Our Programs > Holy Family School

“Compassion, not judgment” is the motto of the St. Francis Center, where dedicated volunteers distribute free food and clothing to more than 500 families each month. Clients are Hispanic immigrants who live nearby in impoverished neighborhoods in Fair Oaks and Redwood City. The center also manages the 24-unit St. Clare apartments next door and a community garden where residents grow organic produce.

Director Sister Christina Heltsley knew that her center provided vital basic services with dignity and compassion, but its inability to break the cycle of poverty frustrated her. Her clients regularly struggle with employment, housing and health care needs.

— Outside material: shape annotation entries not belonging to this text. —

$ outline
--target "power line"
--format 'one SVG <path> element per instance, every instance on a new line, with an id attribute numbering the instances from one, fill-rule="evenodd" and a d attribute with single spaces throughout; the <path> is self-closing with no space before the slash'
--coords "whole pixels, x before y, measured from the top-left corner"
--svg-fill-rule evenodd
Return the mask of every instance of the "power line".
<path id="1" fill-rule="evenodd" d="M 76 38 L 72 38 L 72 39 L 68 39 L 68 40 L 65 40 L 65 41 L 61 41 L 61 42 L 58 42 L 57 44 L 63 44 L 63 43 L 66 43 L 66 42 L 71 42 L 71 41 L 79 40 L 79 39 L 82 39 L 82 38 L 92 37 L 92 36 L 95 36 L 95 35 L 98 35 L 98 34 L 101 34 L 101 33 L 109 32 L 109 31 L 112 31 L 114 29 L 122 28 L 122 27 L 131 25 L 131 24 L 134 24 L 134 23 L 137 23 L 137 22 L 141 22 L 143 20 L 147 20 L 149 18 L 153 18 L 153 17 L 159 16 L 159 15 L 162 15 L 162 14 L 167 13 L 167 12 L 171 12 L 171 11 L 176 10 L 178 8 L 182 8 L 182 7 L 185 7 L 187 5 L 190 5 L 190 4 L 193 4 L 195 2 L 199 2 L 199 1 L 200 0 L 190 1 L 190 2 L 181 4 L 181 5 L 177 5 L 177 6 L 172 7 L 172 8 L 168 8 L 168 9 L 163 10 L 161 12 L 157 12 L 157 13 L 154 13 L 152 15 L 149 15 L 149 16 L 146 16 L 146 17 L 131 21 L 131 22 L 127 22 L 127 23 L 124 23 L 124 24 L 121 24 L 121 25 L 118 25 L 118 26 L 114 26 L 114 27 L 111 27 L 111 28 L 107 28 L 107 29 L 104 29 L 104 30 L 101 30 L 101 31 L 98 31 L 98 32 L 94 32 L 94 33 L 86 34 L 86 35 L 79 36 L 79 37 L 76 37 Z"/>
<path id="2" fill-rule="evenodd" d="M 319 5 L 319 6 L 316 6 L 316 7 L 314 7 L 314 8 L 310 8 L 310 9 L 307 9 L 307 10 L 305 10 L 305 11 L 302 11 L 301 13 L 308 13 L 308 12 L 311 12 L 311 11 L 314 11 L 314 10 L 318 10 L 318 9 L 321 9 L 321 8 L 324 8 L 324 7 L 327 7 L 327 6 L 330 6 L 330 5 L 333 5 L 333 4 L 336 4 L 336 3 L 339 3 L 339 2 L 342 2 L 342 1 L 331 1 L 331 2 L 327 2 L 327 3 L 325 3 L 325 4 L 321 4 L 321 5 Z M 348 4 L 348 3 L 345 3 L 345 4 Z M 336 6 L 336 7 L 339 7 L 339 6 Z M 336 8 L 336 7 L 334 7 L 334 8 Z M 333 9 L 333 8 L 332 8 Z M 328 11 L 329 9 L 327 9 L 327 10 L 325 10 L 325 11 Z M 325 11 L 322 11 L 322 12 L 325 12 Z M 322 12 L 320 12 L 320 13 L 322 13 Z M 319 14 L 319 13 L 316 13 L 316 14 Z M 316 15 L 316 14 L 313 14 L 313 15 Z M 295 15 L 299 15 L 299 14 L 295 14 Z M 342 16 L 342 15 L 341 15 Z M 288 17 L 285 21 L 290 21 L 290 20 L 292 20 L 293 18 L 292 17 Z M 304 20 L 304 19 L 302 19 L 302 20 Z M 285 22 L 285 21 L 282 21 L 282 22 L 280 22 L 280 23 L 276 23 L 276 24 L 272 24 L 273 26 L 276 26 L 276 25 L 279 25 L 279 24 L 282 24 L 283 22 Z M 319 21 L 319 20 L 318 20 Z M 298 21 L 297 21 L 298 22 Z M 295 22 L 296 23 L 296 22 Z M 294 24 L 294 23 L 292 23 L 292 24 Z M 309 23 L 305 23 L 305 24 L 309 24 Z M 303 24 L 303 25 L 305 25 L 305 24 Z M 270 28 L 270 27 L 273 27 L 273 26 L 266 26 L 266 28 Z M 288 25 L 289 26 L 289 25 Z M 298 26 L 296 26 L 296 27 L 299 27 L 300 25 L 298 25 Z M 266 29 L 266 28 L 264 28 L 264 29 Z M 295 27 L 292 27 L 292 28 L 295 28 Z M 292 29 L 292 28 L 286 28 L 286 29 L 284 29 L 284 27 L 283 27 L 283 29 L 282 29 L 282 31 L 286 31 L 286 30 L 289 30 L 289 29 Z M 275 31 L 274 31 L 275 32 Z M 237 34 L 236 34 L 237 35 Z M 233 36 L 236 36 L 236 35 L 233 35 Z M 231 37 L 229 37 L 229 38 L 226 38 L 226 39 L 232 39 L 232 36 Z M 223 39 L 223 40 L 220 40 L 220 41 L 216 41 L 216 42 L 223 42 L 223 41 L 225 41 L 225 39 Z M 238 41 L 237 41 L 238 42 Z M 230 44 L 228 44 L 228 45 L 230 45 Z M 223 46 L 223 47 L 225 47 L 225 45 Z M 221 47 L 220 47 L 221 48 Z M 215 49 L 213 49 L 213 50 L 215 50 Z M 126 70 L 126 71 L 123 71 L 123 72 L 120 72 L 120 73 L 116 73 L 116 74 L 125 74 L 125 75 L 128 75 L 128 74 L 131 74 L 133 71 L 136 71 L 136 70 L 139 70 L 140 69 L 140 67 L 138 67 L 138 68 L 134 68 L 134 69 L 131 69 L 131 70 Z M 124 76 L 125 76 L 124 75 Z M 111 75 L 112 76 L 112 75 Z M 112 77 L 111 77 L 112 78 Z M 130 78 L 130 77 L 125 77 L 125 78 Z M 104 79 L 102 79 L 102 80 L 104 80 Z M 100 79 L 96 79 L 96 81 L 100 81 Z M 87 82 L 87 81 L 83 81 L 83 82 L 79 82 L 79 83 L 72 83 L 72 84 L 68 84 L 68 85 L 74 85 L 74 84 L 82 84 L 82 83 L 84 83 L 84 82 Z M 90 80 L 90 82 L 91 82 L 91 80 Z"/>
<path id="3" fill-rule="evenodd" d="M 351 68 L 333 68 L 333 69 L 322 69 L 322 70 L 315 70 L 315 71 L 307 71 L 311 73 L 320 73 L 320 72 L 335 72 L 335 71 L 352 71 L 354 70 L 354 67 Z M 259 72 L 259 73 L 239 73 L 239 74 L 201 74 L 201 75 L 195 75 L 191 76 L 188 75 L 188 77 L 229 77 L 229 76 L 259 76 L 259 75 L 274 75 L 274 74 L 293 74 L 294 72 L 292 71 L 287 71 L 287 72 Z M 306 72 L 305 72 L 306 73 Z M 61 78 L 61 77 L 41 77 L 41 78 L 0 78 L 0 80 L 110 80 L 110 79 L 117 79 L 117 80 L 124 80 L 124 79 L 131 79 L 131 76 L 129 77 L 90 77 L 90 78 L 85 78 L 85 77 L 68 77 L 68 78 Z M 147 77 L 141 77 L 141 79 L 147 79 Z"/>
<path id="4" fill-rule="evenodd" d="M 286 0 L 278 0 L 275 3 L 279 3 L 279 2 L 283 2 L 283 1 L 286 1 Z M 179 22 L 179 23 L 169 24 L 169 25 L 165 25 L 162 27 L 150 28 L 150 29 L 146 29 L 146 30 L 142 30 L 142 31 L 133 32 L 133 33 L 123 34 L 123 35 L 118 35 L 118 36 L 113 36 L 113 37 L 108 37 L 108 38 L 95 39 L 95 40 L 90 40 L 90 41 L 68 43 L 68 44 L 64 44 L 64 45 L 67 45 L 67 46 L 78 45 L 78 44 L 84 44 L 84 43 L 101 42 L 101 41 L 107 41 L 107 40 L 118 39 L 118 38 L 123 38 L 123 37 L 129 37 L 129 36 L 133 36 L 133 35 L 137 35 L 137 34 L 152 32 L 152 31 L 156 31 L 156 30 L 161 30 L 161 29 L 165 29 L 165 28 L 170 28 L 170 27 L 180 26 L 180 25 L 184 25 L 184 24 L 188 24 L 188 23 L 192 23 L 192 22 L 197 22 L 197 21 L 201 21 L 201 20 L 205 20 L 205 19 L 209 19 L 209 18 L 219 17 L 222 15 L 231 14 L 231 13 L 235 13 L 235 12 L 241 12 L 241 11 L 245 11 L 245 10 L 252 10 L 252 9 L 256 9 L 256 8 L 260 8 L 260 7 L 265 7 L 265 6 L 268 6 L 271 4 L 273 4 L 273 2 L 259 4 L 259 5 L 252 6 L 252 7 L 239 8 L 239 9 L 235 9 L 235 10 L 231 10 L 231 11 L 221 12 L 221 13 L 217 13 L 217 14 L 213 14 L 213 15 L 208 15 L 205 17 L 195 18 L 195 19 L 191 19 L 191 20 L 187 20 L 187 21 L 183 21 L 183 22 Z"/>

When PVF Director Bill Somerville asked Sister Christina, “If you could add a service, what would it be?” she responded immediately.

“A school!” she said. “Education is the only way to break the cycle.”

That was more than six years ago. With PVF funding from an anonymous donor, the center launched the tuition-free Holy Family School. This bright, cheerful one-room schoolhouse in the back of a double-wide trailer is filled with 12 animated fourth-graders, their artwork and books. Kindergarteners when they entered the school in 2001 speaking no English, they now excel in all subjects. Each has aspirations for college and careers — “a veterinarian,” “an artist,” “a doctor,” “a teacher,” they say.

Sister Christina recruited a talented educator, Sister Susan Ostrowski, to teach the children. The sisters knew that family involvement and education would be critical to the school’s success, so mothers of the students commit to learning English and computer skills one day a week. All 12 students graduated in 2007 from 5th grade; also "graduating" were their mothers. The school is a model for using education to move immigrant families toward self-sufficiency.

PVF built on an established relationship with an outstanding nonprofit director, took the initiative to discover what more could be done, embraced risk, trusted Sister Christina’s lightning-bolt idea, and moved quickly to implement it.

The outcome is not only a successful school run by two outstanding professionals, but a model for using education to move immigrant families toward self-sufficiency.